Galeries de portraits de la jet set newyorkaise. Première scène : Russell, éditeur de renom, et sa femme Corinne, mère au foyer, la quarantaine tous les deux, organisent un dîner dans leur appartement (un loft à Tribeca), non loin de ce qui va devenir Ground Zero le lendemain même. Invité d’honneur du dîner : Salman Rushdie, qui se décommandera. Dans ce milieu très upper-class de New York, les mondanités vont leur petit chemin et tous collaborent à cette apparente unification. La préparation de cette soirée, Russell à la cuisine, Corinne avec les enfants, permet de mesurer les liens et la distance instaurés dans le couple, ainsi que leurs aspirations individuelles au niveau du travail et de la vie en général (enfants, parents, famille, amis). Vivant la routine d’un couple en vue avec des enfants en bas âge, Corinne cherche à s’épanouir différemment (elle tente d’écrire un scénario à partir d’un roman de Graham Green). Chez ce couple privilégié aux valeurs conventionnelles, peu tourné sur le monde et apparemment confiant dans la permanence des valeurs occidentales et américaines, le simulacre d’une vie remplie et heureuse semble validé par un quotidien épanoui entre professionnels en vue et amis branchés.
On ne saura rien des attentats. Le récit reprend au lendemain du cataclysme. Corinne se porte volontaire pour aider à distribuer de la nourriture via une minuscule cantine installée dans l’urgence, près de Ground Zero. C’est là, dans cet endroit inusité, carrefour symbolique de la solidarité américaine toutes classes confondues, qu’elle va rencontrer un rescapé des attentats, Luke, star sur le retour de Wall Street dont les valeurs déjà mises à mal par une relative lucidité sur la finalité de son métier peinent à se maintenir telles quelles dans sa conscience. Sa femme le trompe, sa fille vit sa vie loin de lui et sa récente disponibilité le laisse amer et déconcerté.
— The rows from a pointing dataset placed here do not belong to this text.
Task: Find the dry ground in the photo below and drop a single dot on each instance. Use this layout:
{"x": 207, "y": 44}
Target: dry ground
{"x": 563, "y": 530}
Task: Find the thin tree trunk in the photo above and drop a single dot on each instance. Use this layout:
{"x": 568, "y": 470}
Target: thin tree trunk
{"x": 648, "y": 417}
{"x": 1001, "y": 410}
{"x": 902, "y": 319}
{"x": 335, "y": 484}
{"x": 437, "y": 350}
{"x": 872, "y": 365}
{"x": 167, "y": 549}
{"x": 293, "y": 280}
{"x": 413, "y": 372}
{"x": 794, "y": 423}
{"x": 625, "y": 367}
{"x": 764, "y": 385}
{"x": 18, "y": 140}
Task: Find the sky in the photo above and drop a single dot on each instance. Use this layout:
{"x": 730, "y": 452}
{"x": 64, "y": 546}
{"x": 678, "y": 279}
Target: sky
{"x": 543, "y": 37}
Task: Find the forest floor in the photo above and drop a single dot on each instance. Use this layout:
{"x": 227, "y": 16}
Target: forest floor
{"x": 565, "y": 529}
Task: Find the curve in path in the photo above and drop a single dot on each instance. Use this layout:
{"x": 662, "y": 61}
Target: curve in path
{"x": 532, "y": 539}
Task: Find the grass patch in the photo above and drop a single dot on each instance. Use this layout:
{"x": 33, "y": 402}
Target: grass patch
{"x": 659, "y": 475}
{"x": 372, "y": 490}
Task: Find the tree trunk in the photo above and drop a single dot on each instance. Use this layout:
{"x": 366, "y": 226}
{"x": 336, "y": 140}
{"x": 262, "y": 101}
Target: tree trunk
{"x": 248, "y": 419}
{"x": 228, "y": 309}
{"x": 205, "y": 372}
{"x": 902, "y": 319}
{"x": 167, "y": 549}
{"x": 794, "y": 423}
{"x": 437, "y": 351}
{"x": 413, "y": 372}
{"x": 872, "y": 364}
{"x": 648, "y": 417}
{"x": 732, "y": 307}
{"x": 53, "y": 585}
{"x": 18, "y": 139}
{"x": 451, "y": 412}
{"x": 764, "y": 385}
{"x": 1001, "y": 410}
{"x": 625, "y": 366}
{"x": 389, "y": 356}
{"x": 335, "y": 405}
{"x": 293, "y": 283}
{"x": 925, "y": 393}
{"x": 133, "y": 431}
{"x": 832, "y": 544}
Peu à peu une certaine compréhension réciproque va rapprocher Corinne et Luke jusqu’à ce qu’une idylle (prévisible) s’ébauche entre eux. Par delà la culpabilité, l’amour et l’excitation d’une passion amoureuse transgressive déportent Luke et Corinne loin de Ground Zero, leur découvrant une vulnérabilité qu’ils ne se pensaient ni l’un ni l’autre capable d’atteindre. Nous suivons le développement et les impacts de cette liaison jusqu’à la fin du livre qui se termine en un point de suspension interrogateur sur l’avenir de cette passion.
À noter : quelques descriptions acerbes du monde de l’édition, de ses mondanités, des restaurants branchés face à la réalité plus terne de la cantine où pompiers, policiers et sauveteurs divers se partagent la nourriture de la ville. Tous les personnages branchés semblent vivre une culpabilité qui les brûle, une crainte ou une indifférence anxieuse face à ces autres qui peuvent envahir à tout moment la Tour d’ivoire à laquelle se réduit leur monde. Les attentats ont existé, leur vie quotidienne est perturbée, leurs relations intimes se transforment inexorablement, mais il n’est pas certain que les attentats aient finalement un pouvoir de mutation radicale qui pourrait les emporter vers des promesses plus tangibles de liberté.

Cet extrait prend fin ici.